I got married on the first day of spring, a day selected because it seemed so romantic to start a new life together on the first day of the season when the earth begins to bud new life.

My friends agreed with me: “How beautiful.” “How lovely.”

It all seemed perfect, starting my new life with someone who was my best friend. I was also aware that my anniversary would be in a month that stands alone, no family birthdays in that month, no other anniversaries. It wasn’t in the dead of winter or in a hot, humid month.

It seemed a good day, a good man, and we would be creating a great memory with a life-altering event.

What a lie.

Now it's an agony every year. On one hand, I love spring. I look forward to the season every year, though it’s much prettier in May. Now I'm also remembering the worst criminal of my life. Now I dread the day. I hate thinking about that “best friend.”

This is the dilemma that life presents to us repeatedly – the daemonic, the tension, the test, the love/hate situation – to challenge us to struggle through the pain to the healing to the victory. Not a sweet victory, necessarily, not always. Sometimes it’s just a victory of survival. Sometimes it is a renewed awareness of our resiliency.

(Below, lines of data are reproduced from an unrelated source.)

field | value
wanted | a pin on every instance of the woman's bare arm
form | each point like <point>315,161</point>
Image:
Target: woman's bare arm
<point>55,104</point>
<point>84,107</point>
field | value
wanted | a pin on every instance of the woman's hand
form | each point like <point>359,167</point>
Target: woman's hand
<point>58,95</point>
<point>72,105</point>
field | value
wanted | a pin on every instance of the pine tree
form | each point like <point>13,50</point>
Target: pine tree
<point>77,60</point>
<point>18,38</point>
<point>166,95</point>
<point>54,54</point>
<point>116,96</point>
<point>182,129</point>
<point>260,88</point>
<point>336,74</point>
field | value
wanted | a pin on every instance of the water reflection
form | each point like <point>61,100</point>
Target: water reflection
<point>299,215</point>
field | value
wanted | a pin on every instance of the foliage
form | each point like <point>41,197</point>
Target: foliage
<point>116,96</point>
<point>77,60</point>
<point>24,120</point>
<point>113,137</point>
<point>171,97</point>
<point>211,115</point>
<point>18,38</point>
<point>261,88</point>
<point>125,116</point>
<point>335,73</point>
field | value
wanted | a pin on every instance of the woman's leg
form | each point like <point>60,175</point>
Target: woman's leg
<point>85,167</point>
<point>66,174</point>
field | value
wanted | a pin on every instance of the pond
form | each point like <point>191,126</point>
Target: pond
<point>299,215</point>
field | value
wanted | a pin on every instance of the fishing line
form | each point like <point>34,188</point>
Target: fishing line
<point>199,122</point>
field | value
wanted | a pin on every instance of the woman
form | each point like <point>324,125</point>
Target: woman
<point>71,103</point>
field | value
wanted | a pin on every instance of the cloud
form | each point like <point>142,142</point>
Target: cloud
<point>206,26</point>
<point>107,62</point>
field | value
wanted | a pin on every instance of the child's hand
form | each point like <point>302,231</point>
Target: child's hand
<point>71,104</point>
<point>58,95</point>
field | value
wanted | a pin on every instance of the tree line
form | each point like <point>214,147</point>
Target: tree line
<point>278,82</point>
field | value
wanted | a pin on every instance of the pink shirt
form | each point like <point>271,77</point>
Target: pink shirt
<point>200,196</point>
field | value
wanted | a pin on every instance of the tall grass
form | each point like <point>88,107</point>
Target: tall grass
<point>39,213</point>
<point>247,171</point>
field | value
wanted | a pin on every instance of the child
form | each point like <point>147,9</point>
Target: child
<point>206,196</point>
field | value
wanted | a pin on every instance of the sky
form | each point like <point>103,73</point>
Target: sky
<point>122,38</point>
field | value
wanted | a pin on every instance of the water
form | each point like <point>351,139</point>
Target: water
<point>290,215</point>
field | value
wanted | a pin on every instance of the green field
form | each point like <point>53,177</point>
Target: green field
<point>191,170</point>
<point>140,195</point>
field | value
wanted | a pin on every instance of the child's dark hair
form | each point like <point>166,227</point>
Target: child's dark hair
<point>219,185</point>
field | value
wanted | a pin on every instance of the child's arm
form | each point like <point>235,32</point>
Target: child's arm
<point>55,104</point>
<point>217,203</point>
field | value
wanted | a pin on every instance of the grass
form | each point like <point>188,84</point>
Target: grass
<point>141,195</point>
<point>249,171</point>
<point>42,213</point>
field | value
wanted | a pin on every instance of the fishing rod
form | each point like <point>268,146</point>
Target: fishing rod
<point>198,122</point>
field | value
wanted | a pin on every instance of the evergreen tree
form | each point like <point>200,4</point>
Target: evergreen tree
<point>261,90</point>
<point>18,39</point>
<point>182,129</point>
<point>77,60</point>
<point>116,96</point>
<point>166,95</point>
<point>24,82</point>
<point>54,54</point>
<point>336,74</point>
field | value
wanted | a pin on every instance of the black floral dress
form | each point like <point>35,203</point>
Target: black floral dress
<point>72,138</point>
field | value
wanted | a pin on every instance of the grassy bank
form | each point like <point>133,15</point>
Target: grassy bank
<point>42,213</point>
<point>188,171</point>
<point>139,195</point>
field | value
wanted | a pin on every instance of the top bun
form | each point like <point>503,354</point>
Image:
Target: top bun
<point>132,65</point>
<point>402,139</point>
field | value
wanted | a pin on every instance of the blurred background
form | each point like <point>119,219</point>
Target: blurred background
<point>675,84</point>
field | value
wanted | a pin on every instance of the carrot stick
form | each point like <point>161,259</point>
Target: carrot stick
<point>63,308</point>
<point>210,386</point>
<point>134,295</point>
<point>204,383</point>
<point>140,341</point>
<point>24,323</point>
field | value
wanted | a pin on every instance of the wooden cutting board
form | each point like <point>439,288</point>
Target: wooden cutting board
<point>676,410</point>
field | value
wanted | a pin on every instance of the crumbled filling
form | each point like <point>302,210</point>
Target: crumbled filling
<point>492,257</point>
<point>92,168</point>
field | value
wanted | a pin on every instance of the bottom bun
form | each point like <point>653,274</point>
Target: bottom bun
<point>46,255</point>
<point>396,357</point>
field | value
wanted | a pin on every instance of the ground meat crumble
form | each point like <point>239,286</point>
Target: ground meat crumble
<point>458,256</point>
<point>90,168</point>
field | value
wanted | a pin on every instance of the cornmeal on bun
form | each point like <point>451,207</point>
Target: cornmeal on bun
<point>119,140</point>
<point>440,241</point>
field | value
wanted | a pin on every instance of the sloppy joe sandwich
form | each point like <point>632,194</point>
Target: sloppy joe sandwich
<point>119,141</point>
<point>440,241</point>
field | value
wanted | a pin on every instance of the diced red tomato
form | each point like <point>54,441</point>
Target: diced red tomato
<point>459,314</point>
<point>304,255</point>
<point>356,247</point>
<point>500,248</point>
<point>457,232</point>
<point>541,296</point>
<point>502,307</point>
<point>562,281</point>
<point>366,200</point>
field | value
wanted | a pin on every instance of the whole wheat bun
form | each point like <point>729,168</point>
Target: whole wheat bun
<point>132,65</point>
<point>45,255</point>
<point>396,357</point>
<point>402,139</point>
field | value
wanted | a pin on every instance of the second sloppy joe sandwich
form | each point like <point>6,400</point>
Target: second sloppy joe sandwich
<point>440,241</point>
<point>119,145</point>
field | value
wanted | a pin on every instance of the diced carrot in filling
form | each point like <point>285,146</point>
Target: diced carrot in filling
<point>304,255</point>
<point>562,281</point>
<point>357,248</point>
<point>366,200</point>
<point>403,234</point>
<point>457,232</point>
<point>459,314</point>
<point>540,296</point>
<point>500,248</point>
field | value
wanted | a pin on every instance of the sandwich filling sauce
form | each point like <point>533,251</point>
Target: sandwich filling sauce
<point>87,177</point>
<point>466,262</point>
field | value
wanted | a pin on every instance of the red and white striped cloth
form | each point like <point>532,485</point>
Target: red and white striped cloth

In the end, it’s good. A bittersweet, diluted good, but still good. It’s good because the criminals will suffer – one way or the other – at least suffer the pangs of conscience. We survivors will go on, heart and conscience intact. That is no small thing. It might even be everything.

Spring is still a joy to experience after the first day is over. The crimes committed are “honorable scars,” not painful wounds.

Most of the time, and most of the time is what we live with.

I am going to try to pay attention to the spring. I am going to look around at all the flowers, and look up at the hectic trees. I am going to close my eyes and listen.


* Title adapted from the quote by Harriet Ann Jacobs:The beautiful spring came; and when Nature resumes her loveliness, the human soul is apt to revive also.”